I just love this picture of Beau & Nicki they have such a goofy look on their faces, like they are about to have a beak duel.









Here they are on their trapeze, which they shred to pieces









Look at these beautiful feathers









Hide and seek


----------



## Hunterkat (Mar 29, 2017)

Oh they're so cute!! I really don't see linnies very often, Beau and Nicki are precious!


----------



## StarlingWings (Mar 15, 2013)

They are absolutely precious  What a joy to see them again


----------



## Birdmanca (Jan 24, 2008)

They are both very pretty birds. And they are both lucky because they appear to get along very well with each other.
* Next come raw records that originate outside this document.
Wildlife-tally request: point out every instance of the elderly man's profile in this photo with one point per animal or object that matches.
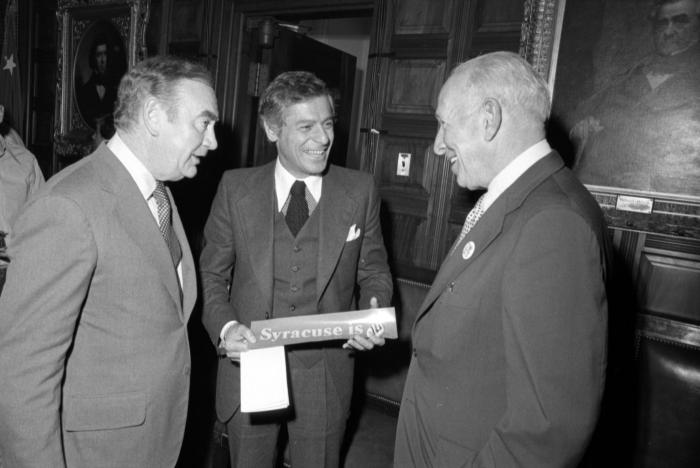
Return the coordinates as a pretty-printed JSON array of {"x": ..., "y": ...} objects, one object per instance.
[
  {"x": 641, "y": 129},
  {"x": 96, "y": 90}
]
Good Buddies.


----------



## RavensGryf (May 8, 2015)

Aw, Beau and Nicki are very cute!


----------



## FaeryBee (May 9, 2011)

*I love the pictures of Beau and Nicky.
It's wonderful to see them again after all this time!
They are simply adorable and I'm sure they manage to get into all kinds of (innocent) mischief.*


----------



## Cody (Sep 5, 2013)

These boys are inseparable, they cannot even be out of each others sight or they start calling for each other. When they go to the vet each is in their own little carrier and they have to be kept within sight of each other or they will start screaming.
They are not the most graceful of birds and when they come in for a landing after doing laps I sometimes think they will roll over head first. Their droppings are large and much more loose than a budgie which is fine until during flight one gets flung onto your face
It is the funniest thing to watch them take a bath, for some reason the sound of the vacuum triggers them to get in their bath, they actually roll completely around , Nicki will lay on his back in the bath and open his wings and I will mist him with a spray, they really seem to love water. Once they are done bathing they hang upside down from the top of their cage and flap as fast as they can, their version of a dog shaking after a bath. I have tried to get a video of it but when they see the camera they stop.


----------



## FaeryBee (May 9, 2011)

*Oh my gosh -- your last post had me laughing out loud. :laughing:

I can't imagine seeing one your little Nicki laying on his back in the water. Watching them hang upside down and flap to dry their feathers must be really fun to watch as well.

Thanks for sharing the pictures and stories as they really made my day!*


----------